Kurland also speaks up for preserving mom-and-pop shops, and preserving zoning to allow small factories and business remain in Chelsea, rather than changing the zoning to convert the space for luxury condos. "When larger condos come up, oftentimes the first floor is a huge commercial businesses with rent that small businesses couldn't possibly afford," said Kurland. "We have got to start thinking about a sustainable balance between residential units and basic resources for the community."
"The city has put the cart before the horse in terms of all of this upzoning of neighborhoods and development, with nothing to ensure that the infrastructure keeps pace," echoed Andrew Berman, a native New Yorker who has actively advocated for parks, schools, affordable housing and quality of life. He also helped found Friends of Pier 84 and the Westside Neighborhood Alliance.
A product of New York's public schools; Berman said his first focus will be reducing class sizes and increasing the number of policemen, firefighters, sanitation workers and traffic reduction initiatives in order to accommodate the city's increased population.
Hoylman has done his share to increase the infrastructure; helping to secure two new public schools, fighting against NYU's campus expansion plan, preserving historic buildings and neighborhoods, helping several non-profit theaters from losing their leases, securing a new public park with an AIDS memorial and brokering a deal to renovate Washington Square Park.
"It hasn't been easy, and I've had a lot of help every step of the way from fellow board members, local elected officials, advocacy organizations and community members," said Hoylman, who is a Democratic district leader for the Village. "That's what effective representation is about: forging coalitions to address local problems."
A nonprofit lawyer by trade; Hoylman has worked on fair funding for the city's public schools, traffic congestion mitigation and small business recovery after Sept. 11. He also advocates for children, the needy, the sick and the elderly, noting that he is the parent of a toddler.
"My partner David and I have a 16-month-old daughter, Silvia, and as a friend pointed out the other day, if I were elected in 2013, I'd be the first openly gay parent on the City Council," said Hoylman, who has served as president of the Gay and Lesbian Independent Democrats, an Empire State Pride Agenda board member and a member of the LGBT synagogue Congregation Beit Simchat Torah.
Hoylman said that her daughter is at the forefront of his mind on all of the issues he tackles.
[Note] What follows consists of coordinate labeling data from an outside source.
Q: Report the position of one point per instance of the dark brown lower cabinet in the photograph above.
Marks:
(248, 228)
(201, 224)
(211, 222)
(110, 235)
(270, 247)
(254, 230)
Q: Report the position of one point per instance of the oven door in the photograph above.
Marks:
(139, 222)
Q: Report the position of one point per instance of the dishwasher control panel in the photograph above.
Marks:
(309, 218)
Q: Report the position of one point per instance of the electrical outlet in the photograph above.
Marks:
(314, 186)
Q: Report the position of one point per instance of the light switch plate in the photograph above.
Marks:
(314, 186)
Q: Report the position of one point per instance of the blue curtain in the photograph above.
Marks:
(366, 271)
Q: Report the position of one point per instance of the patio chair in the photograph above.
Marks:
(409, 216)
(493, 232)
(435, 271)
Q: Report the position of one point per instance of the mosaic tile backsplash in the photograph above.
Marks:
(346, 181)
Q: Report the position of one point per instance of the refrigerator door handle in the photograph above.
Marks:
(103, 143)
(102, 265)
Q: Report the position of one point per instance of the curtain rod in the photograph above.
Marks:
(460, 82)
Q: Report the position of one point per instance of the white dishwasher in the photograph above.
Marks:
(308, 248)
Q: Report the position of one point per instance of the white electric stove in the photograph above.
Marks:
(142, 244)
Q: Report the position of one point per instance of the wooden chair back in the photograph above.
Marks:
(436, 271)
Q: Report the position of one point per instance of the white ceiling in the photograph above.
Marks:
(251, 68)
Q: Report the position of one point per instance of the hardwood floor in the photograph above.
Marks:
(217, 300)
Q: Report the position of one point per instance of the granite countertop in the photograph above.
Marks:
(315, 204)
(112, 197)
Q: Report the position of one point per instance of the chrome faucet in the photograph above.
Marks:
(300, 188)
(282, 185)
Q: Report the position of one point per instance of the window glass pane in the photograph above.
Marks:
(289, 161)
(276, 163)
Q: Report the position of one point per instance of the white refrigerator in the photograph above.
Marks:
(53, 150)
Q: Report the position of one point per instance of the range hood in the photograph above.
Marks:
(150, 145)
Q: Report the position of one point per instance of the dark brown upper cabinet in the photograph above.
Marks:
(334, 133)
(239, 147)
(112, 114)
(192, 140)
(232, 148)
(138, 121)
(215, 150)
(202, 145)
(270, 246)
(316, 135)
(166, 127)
These range from LGBT youth to schools, housing and open space.
"Without question, we need to do a better job of reducing class size in our public schools... and to treat our teachers as the professionals they are and stop demonizing them," said Hoylman.
He said providing services to seniors and the disabled, building a strong economy through a well-educated and healthy workforce, supporting small businesses, getting a full-service hospital on the West Side of Manhattan, and putting "the brakes on the boom and bust development that threatens the character of our neighborhoods," especially in Hudson Yards, remain top priorities. Hoylman is also a proponent of "participatory budgeting" that allows local residents to have a say in which capital projects will receive discretionary funding.
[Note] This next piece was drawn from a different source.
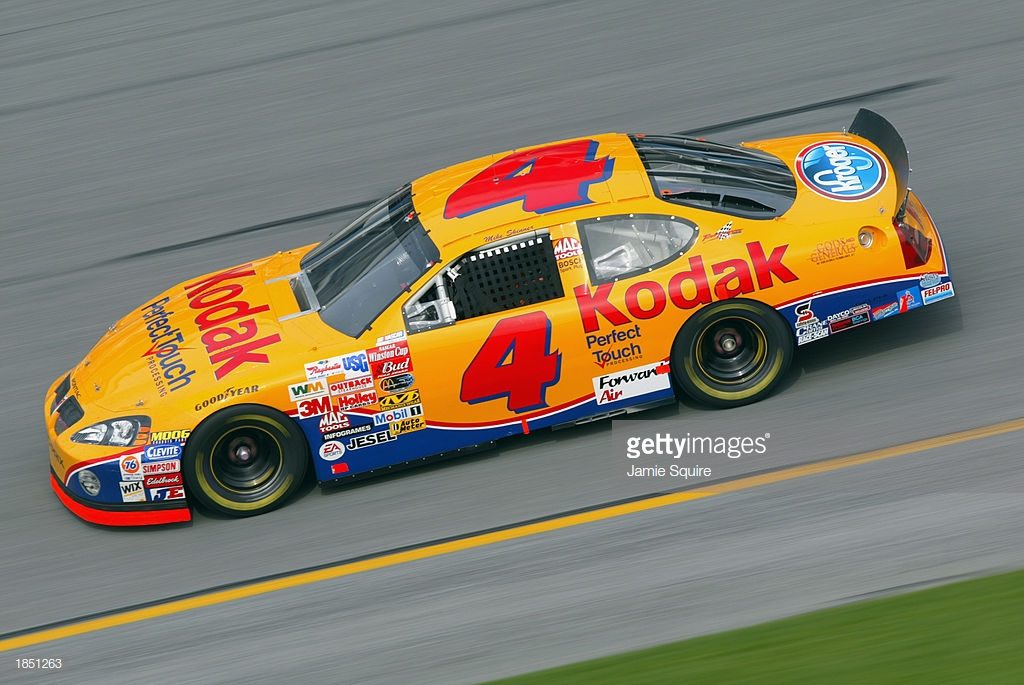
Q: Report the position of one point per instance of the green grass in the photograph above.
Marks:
(971, 632)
Regardless of who decides to run for Quinn's seat, having four openly gay candidates ensures that the needs of the LGBT community will certainly not be overlooked.
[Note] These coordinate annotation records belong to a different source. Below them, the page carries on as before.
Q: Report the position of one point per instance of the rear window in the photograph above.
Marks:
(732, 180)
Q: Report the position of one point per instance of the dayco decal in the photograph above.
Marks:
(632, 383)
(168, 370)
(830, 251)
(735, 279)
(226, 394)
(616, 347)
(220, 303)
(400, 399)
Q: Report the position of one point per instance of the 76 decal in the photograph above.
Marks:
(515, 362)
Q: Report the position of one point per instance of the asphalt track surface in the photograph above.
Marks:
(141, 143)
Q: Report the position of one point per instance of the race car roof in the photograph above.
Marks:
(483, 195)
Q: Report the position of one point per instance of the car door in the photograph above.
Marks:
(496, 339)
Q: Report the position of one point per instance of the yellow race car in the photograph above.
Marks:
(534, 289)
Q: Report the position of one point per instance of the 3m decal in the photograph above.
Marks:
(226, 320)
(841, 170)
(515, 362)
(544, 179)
"I think anybody who is going to speak to the concerns and aspirations of these people have to understand the struggles LGBT New Yorkers face in keeping our neighborhoods safe, friendly, and open for people of all sexual orientations," said Berman. "People come from all over the world to feel safe and a part of our community, and anybody who has the pretense of representing these neighborhoods should understand the needs of the LGBT community."